After more than 25 years as the man in charge, Paul Dacre has announced he’s stepping down as the editor of the Daily Mail.
He was arguably one of the most controversial and powerful people in the country, overseeing the hugely popular, relentlessly pro-Brexit newspaper.
He will officially step down in November before his 70th birthday.
“It has been a privilege to work with you all and I look forward to continuing to do so in my new role in which I will endeavour to ensure that our company remains at the absolute forefront of a rapidly changing industry,” he said in a statement.
Dacre will remain with the company as chairman and editor-in-chief of Associated Newspapers, which is in charge of the influential newspaper.
But along with his power came great divisiveness, leading to some, shall we say, less than flattering tributes on Twitter.

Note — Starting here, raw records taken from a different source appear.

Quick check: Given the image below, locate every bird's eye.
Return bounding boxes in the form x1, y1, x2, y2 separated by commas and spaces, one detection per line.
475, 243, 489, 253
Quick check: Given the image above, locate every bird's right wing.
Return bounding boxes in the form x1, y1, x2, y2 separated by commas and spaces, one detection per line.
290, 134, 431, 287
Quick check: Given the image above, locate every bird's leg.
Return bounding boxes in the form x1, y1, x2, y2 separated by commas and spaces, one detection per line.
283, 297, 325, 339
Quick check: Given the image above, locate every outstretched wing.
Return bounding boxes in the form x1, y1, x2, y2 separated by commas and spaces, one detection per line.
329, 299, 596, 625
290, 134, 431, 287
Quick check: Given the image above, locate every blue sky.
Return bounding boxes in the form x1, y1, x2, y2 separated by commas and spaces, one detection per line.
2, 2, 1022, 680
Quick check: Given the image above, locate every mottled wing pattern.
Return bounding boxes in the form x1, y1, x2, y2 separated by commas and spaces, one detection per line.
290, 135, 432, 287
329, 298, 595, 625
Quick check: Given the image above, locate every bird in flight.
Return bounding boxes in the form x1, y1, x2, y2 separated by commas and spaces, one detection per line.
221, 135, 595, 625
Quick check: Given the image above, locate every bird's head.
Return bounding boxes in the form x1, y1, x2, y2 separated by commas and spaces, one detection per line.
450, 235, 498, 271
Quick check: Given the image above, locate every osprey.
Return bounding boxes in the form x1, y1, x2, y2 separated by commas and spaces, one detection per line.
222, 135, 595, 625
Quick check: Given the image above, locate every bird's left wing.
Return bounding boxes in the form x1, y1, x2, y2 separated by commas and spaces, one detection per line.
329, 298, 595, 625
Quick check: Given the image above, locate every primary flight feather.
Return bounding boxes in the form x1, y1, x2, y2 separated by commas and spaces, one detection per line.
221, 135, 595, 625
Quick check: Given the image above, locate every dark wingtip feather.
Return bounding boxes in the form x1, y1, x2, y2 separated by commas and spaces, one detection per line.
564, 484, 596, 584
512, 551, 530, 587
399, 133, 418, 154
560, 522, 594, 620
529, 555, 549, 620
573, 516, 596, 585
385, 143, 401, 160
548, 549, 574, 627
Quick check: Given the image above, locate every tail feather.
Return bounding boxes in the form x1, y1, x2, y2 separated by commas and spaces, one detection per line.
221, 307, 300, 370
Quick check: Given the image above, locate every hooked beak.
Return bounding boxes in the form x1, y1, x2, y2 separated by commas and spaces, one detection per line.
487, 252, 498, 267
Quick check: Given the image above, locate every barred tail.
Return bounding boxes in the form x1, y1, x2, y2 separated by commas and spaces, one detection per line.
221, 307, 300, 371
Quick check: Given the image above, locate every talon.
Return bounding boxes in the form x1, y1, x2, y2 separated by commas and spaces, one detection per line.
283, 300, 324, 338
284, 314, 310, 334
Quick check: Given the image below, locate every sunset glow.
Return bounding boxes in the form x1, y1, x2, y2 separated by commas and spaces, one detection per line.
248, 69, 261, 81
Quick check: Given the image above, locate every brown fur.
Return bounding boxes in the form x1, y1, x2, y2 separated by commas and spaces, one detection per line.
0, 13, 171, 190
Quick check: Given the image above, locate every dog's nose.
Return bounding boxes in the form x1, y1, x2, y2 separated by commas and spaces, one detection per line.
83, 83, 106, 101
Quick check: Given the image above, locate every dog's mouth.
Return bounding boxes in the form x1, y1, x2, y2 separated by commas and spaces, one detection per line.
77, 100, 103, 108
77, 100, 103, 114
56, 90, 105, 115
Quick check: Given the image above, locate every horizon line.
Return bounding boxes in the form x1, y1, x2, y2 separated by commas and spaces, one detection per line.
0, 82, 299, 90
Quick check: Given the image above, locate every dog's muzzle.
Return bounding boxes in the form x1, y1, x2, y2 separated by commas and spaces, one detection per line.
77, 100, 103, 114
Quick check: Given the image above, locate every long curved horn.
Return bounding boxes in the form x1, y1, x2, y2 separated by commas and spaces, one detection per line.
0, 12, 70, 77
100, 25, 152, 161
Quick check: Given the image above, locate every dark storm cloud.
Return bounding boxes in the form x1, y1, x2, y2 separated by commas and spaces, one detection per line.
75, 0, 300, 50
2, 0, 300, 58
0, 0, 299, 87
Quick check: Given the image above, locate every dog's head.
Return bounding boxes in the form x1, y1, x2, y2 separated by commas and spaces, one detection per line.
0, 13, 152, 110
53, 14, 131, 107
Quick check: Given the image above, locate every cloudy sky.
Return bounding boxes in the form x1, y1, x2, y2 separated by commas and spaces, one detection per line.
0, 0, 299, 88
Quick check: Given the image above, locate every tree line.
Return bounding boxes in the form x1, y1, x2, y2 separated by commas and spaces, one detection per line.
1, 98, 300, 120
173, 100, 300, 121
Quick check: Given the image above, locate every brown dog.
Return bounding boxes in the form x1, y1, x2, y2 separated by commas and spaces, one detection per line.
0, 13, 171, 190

Former journalist and adviser to Tony Blair, Alastair Campbell said: “Dacre retires to spend more time with his EU grants on his Scottish estate and bronzing his corpulent frame in his fourth home in the British Virgin Islands. Worst of British values posing as the best. Malign influence on media culture. Good riddance.”
Guardian writer George Monbiot added: “This man has devoted his career to attacking the weak on behalf of the powerful. He has arguably done more to undermine decency in public life than anyone else in the UK.”
And LBC presenter James O’Brien said: “Good riddance to an amoral sociopath who has done more damage to the fabric of this nation than anyone or anything since the Luftwaffe.”
Plus, there was plenty more brutal reaction…
But, along with the criticism, there was a smattering of recognition for his campaigns and his commitment to the industry.
The big questions now are: who’s going to replace him and will the Daily Mail, which continues to dominate the media and political landscape, be up for any changes in the future?